Schlagwort Nachhaltigkeit

Andreas Habegger liegt auch die Nachhaltigkeit am Herzen: Und zwar im ökologischen wie im sozialen Sinne. «Ganz grundsätzlich braucht ein digitales Bezahlsystem weniger Ressourcen als Bargeld», erklärt er. Bargeld müsse produziert, transportiert, unterhalten und wieder entsorgt werden. Im Vergleich zu anderen digitalen Bezahlsystemen sei GNU-Taler energieeffizient und ressourcenarm: Momentan können rund 60’000 Transaktionen pro Sekunde (TPS) abgewickelt werden. Bei Master sind es rund 5000, bei Visa 24’000 und bei einer Kryptowährung wie dem Bitcoin wesentlich weniger. Ein Schwerpunkt der Forschenden liegt momentan auf der Sozialverträglichkeit: Wie können etwa Kinder oder ältere Menschen das System bedienen, Menschen mit einer Sehschwäche oder einem anderen Handicap? «Unser System muss für alle nutzbar sein – dies ist ein Grundwert, den wir vertreten», betont Habegger.

In der Geschichte von GNU-Taler ist bereits einiges passiert: 2020 wurde an der BFH ein Snackautomat lanciert, mit dem das System im konkreten Alltag getestet werden kann. 2022 verfasste die Österreichische Zentralbank einen Bericht darüber, wie der digitale Euro mithilfe von GNU-Taler aussehen könnte.
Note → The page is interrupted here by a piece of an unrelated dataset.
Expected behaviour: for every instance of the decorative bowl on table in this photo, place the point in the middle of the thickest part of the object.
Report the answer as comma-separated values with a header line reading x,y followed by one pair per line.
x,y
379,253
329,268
Ebenfalls 2022 hat der GLP-Nationalrat Jörg Mäder beim Bundesrat ein Postulat eingereicht, das die Prüfung einer möglichen Einführung des Systems verlangt – es wurde 2023 vom Nationalrat abgelehnt. Artikel, Talks, Foren: Mit diversen Kommunikationsmassnahmen ist das Team daran, GNU-Taler bekannter zu machen. Momentan reist Gründer Christian Grothoff im Rahmen eines Sabbaticals durch Asien und präsentiert das Projekt.

Horizont Europa

Doch der nächste grosse Coup steht in Europa bevor: Das Forschungs- und Innovationsförderprogramm «Horizon Europe» hat für die nächsten drei Jahre rund vier Millionen Euro gesprochen, um GNU-Taler zu untersuchen und eine Einführung zu prüfen. Daran beteiligt sind auch zwei Genossenschaftsbanken: die GLS Bank aus Deutschland und die MagnetBank aus Ungarn. «Wir sind selbst enorm gespannt, wo das Projekt in drei Jahren steht: Vielleicht bietet es dann in der Eurozone eine Möglichkeit, mit E-Geld zu bezahlen», so Habegger. «Doch: Wir als Forschende leisten unseren Beitrag mit technischen Lösungen. Eine sachliche, transparente und fachlich korrekte Diskussion über die Zukunft der Bezahlsysteme müssen wir als gesamte Gesellschaft führen.»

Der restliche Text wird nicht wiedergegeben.